Some people find snow storms scary. It's a white out, can't see anything.
Like a blank page.
Like starting over.
Jones notes that routinely we warn students against the indiscretions that social media can make a permanent record of: don't post photos of you in the maid costume chugging everclear, don't break up in status updates, don't announce where you are. Come to think of it, just don't.
Should we who teach the young suggest right there in front of the whole class what is already pretty flipping obvious: that social media is fun? Can open up entirely new ways of finding and engaging like minds? Is a great way to find tasty vittles in the wee hours of the AM? Can make you smarter?
In a cogent comment on John's article, Daria Ng observes:
Educators need to complicate the dichotomy of formal and informal writing, and instead, build up students' writer identities. If students are able to identify themselves as legitimate writers/authors from the beginning and carry these identities with them across multiple styles and modes, then perhaps the idea of expressing themselves through writing will not be something they feel necessary to hide. In order to do this, students will have to engage deeply in the writing process as well as reflective learning, so that they are constantly evaluating themselves as writers and can see all the different mediums through which their voices emerge.

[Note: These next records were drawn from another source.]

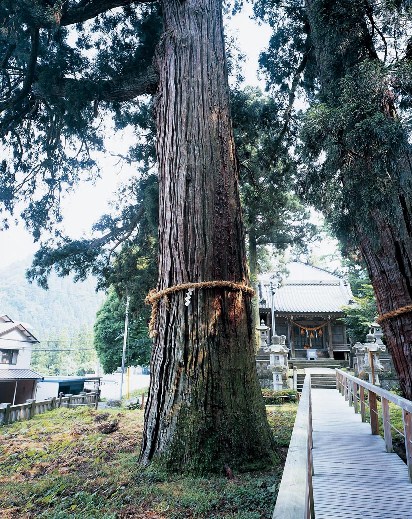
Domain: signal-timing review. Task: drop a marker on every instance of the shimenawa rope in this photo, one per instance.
(154, 296)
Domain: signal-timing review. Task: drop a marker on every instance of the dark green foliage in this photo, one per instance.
(272, 211)
(108, 335)
(66, 355)
(113, 254)
(356, 76)
(56, 86)
(359, 317)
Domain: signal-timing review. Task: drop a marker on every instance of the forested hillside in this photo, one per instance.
(65, 309)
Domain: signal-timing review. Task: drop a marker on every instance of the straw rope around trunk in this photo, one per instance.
(154, 296)
(394, 313)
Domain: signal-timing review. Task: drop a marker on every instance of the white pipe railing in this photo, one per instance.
(295, 496)
(353, 390)
(14, 413)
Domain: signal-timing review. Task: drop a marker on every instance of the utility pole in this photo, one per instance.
(126, 328)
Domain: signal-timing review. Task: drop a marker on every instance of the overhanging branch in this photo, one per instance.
(47, 16)
(123, 88)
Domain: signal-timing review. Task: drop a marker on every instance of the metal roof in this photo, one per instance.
(324, 293)
(19, 374)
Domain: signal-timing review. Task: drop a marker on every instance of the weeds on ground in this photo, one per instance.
(60, 465)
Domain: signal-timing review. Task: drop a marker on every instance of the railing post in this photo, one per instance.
(362, 402)
(7, 413)
(346, 385)
(373, 408)
(386, 425)
(350, 396)
(31, 408)
(407, 427)
(355, 398)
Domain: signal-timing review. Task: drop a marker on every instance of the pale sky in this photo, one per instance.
(83, 208)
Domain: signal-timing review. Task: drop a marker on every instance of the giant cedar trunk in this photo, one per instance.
(204, 408)
(389, 265)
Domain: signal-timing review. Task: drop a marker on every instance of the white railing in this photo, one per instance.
(354, 389)
(15, 413)
(295, 496)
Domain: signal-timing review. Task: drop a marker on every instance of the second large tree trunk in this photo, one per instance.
(205, 408)
(389, 265)
(375, 167)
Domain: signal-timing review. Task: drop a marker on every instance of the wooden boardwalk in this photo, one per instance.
(354, 477)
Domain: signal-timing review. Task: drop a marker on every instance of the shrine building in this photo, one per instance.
(306, 306)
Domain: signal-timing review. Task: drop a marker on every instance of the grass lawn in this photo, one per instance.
(62, 465)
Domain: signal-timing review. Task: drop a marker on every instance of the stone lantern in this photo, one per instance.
(264, 335)
(367, 357)
(278, 365)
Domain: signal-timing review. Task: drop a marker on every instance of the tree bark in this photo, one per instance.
(204, 408)
(390, 269)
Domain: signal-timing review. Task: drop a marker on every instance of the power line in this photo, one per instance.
(66, 349)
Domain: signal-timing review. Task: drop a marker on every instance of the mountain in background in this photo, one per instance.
(67, 308)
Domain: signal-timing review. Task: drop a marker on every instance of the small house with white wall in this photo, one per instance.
(17, 381)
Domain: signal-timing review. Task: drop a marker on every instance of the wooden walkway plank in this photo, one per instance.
(354, 477)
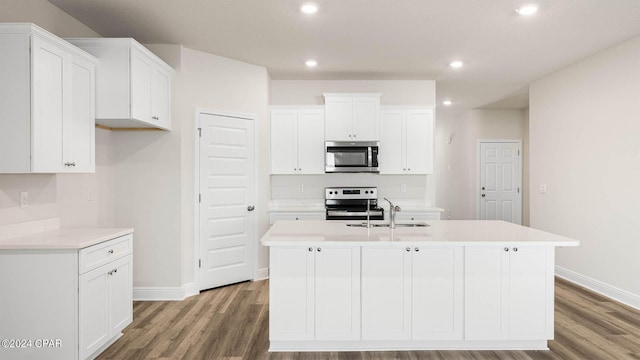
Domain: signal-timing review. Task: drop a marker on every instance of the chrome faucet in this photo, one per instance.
(392, 214)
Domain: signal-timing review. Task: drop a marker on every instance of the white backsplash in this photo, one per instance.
(396, 187)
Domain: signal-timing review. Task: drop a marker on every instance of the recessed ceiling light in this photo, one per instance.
(309, 8)
(456, 64)
(527, 10)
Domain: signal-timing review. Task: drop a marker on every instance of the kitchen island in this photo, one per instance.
(451, 285)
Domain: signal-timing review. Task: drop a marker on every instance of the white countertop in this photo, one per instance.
(440, 232)
(62, 239)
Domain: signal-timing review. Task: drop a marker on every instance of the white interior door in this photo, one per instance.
(227, 195)
(500, 181)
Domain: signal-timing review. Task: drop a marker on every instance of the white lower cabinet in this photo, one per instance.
(509, 293)
(105, 304)
(314, 293)
(80, 298)
(412, 293)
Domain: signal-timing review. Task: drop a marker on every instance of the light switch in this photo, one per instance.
(24, 199)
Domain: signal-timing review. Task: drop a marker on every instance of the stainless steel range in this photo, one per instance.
(351, 203)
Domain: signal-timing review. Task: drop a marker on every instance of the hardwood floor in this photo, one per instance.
(232, 323)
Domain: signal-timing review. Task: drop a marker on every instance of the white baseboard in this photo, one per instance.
(160, 293)
(262, 274)
(600, 287)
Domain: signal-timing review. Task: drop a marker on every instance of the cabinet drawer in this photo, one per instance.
(273, 217)
(103, 253)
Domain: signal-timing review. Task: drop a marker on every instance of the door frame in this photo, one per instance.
(196, 192)
(479, 171)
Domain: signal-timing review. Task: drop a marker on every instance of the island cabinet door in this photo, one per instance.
(531, 271)
(509, 293)
(486, 280)
(437, 293)
(337, 298)
(386, 293)
(291, 293)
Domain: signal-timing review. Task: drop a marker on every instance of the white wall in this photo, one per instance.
(394, 92)
(57, 195)
(456, 163)
(155, 170)
(585, 145)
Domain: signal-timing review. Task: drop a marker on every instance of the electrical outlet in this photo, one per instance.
(24, 199)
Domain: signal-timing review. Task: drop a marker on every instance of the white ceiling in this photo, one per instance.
(382, 39)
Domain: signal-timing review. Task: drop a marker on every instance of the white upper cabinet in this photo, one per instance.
(47, 92)
(297, 141)
(133, 84)
(406, 142)
(351, 116)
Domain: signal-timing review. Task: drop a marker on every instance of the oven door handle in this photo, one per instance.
(353, 213)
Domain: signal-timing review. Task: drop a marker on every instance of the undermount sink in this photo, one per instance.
(387, 225)
(413, 225)
(365, 225)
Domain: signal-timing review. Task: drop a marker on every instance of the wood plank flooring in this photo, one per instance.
(232, 323)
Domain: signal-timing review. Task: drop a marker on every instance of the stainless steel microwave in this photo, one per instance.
(348, 156)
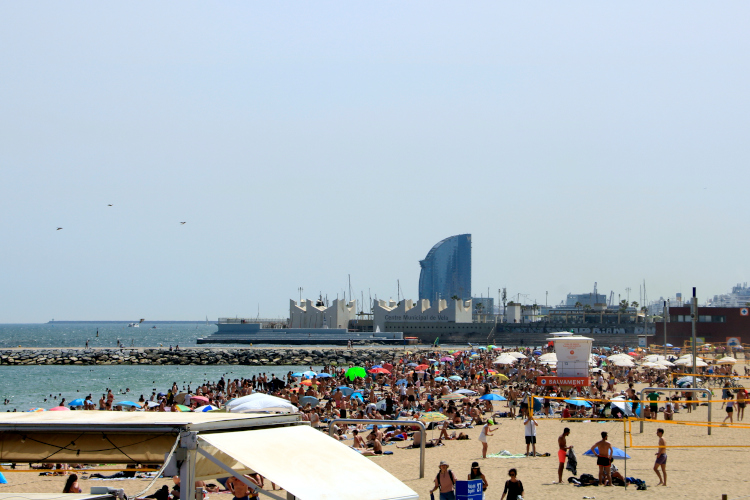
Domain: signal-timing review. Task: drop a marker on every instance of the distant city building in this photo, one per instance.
(446, 271)
(586, 299)
(407, 311)
(740, 297)
(316, 315)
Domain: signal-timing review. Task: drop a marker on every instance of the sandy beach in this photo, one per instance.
(703, 473)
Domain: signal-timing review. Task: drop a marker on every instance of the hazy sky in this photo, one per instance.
(302, 142)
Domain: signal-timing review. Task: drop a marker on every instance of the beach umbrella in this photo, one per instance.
(493, 397)
(452, 397)
(309, 400)
(259, 402)
(578, 402)
(726, 360)
(128, 403)
(346, 391)
(354, 372)
(433, 416)
(617, 453)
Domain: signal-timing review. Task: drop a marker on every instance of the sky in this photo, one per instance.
(306, 144)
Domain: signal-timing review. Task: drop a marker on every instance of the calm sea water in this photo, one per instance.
(28, 386)
(76, 334)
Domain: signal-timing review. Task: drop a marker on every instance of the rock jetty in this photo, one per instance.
(201, 356)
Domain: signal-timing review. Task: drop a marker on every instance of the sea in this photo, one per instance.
(26, 387)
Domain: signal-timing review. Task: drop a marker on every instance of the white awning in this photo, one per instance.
(305, 462)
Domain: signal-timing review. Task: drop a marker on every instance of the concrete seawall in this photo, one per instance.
(201, 356)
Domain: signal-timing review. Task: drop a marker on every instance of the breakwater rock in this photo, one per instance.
(201, 356)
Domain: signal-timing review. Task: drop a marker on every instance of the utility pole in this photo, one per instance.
(666, 315)
(694, 314)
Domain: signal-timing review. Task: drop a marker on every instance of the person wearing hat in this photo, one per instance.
(476, 473)
(445, 483)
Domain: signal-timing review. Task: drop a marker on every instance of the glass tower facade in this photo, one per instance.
(446, 271)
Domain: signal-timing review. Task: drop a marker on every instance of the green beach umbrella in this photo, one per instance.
(354, 372)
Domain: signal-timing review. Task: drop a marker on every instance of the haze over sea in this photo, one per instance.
(27, 386)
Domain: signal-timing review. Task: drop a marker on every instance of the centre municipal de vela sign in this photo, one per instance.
(571, 381)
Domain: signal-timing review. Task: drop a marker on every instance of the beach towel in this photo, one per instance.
(506, 454)
(572, 462)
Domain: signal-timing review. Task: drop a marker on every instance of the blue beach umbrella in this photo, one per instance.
(346, 391)
(617, 453)
(493, 397)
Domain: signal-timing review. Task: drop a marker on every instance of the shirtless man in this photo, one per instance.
(603, 460)
(562, 453)
(240, 490)
(661, 459)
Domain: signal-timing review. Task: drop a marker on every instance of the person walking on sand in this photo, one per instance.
(661, 459)
(486, 431)
(603, 452)
(562, 453)
(730, 407)
(530, 431)
(445, 483)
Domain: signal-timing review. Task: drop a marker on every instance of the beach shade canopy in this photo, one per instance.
(354, 372)
(432, 416)
(726, 360)
(346, 391)
(259, 402)
(617, 453)
(309, 400)
(578, 402)
(206, 408)
(128, 403)
(493, 397)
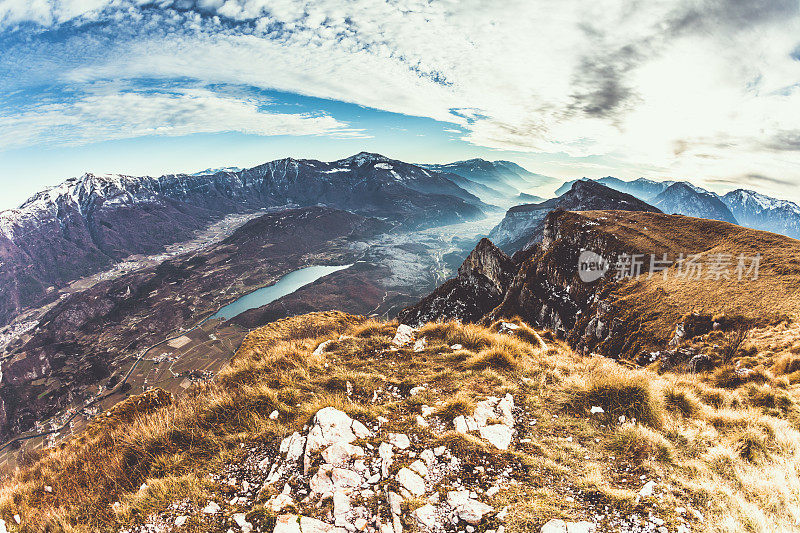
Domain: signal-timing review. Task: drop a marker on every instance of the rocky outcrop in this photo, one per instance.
(479, 286)
(366, 478)
(681, 198)
(762, 212)
(523, 225)
(86, 224)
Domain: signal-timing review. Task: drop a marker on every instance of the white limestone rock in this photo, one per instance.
(411, 481)
(426, 516)
(498, 435)
(404, 335)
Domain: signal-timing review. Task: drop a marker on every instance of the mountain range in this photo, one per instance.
(522, 226)
(740, 206)
(501, 183)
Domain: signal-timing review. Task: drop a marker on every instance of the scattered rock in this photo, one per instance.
(331, 426)
(498, 435)
(243, 524)
(211, 508)
(420, 345)
(426, 516)
(322, 346)
(411, 482)
(404, 335)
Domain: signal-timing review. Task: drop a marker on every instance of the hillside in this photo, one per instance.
(89, 339)
(327, 422)
(522, 226)
(638, 314)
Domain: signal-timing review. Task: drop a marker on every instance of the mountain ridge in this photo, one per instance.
(88, 223)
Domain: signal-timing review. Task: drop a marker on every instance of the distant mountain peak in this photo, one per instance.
(363, 158)
(212, 171)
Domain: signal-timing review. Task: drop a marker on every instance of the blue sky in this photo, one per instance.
(691, 89)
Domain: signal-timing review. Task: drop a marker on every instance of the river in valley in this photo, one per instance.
(286, 285)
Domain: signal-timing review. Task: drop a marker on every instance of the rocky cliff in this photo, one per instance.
(479, 286)
(623, 311)
(86, 224)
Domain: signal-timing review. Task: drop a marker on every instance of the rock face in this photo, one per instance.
(683, 199)
(479, 286)
(366, 495)
(134, 309)
(523, 225)
(86, 224)
(495, 182)
(498, 434)
(758, 211)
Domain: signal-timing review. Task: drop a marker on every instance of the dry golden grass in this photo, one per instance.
(656, 305)
(729, 453)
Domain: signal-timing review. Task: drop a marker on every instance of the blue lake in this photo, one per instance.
(286, 285)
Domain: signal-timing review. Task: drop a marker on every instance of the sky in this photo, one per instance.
(703, 90)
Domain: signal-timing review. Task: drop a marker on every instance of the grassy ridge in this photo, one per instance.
(726, 449)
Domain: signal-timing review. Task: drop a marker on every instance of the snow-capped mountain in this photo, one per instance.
(683, 199)
(744, 207)
(494, 182)
(759, 211)
(87, 223)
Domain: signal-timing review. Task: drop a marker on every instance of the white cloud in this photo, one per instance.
(694, 88)
(107, 113)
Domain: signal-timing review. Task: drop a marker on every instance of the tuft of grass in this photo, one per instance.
(729, 377)
(752, 445)
(470, 336)
(455, 407)
(786, 364)
(682, 401)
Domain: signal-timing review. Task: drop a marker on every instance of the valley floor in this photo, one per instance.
(392, 270)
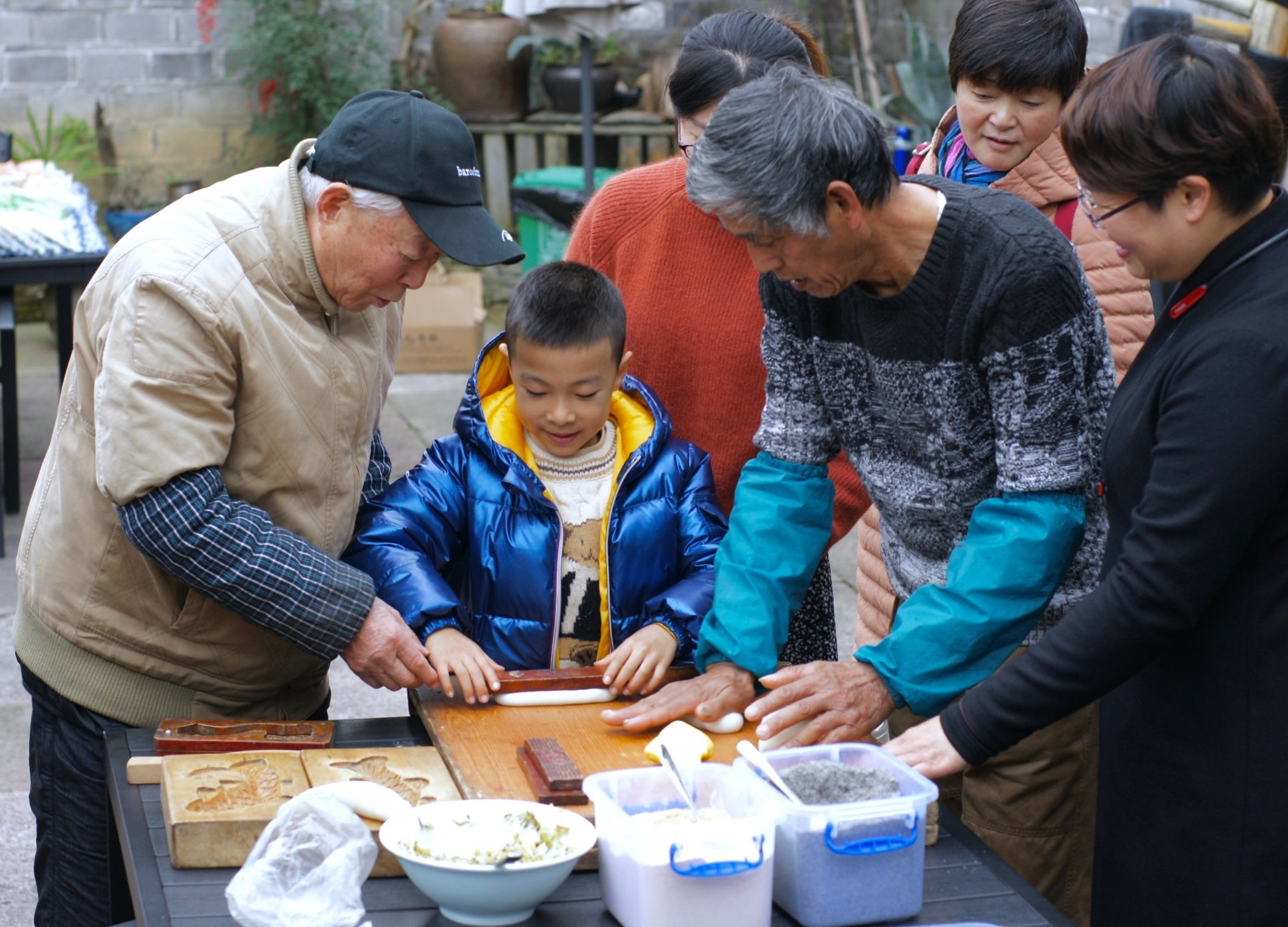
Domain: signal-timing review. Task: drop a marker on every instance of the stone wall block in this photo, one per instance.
(65, 28)
(113, 68)
(191, 66)
(13, 113)
(38, 68)
(139, 106)
(139, 28)
(15, 30)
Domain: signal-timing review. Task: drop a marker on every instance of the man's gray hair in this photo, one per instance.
(312, 187)
(774, 146)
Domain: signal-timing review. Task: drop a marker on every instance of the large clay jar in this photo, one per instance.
(563, 87)
(473, 71)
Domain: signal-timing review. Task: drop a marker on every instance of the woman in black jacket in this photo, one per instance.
(1177, 143)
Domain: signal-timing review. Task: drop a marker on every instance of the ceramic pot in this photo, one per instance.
(563, 87)
(473, 71)
(119, 222)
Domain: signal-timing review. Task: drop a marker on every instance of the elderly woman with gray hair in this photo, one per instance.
(217, 433)
(947, 340)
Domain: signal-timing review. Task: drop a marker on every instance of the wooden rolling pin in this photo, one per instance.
(565, 680)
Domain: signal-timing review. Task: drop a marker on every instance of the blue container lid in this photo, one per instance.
(565, 177)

I'm especially struck by the portability of identity Ng extols: the idea that learning can travel into the classroom, grow and become something else, and travel out again into the world. Like several times a day. And at the semester's end, too.
Isn't this such a better idea than locking that growth, those new and evolving writer identities, behind CMS like Blackboard where it will moulder away, untouched by another mind that could actually use the ideas contained therein?
Informal learning = lifeblood to writers.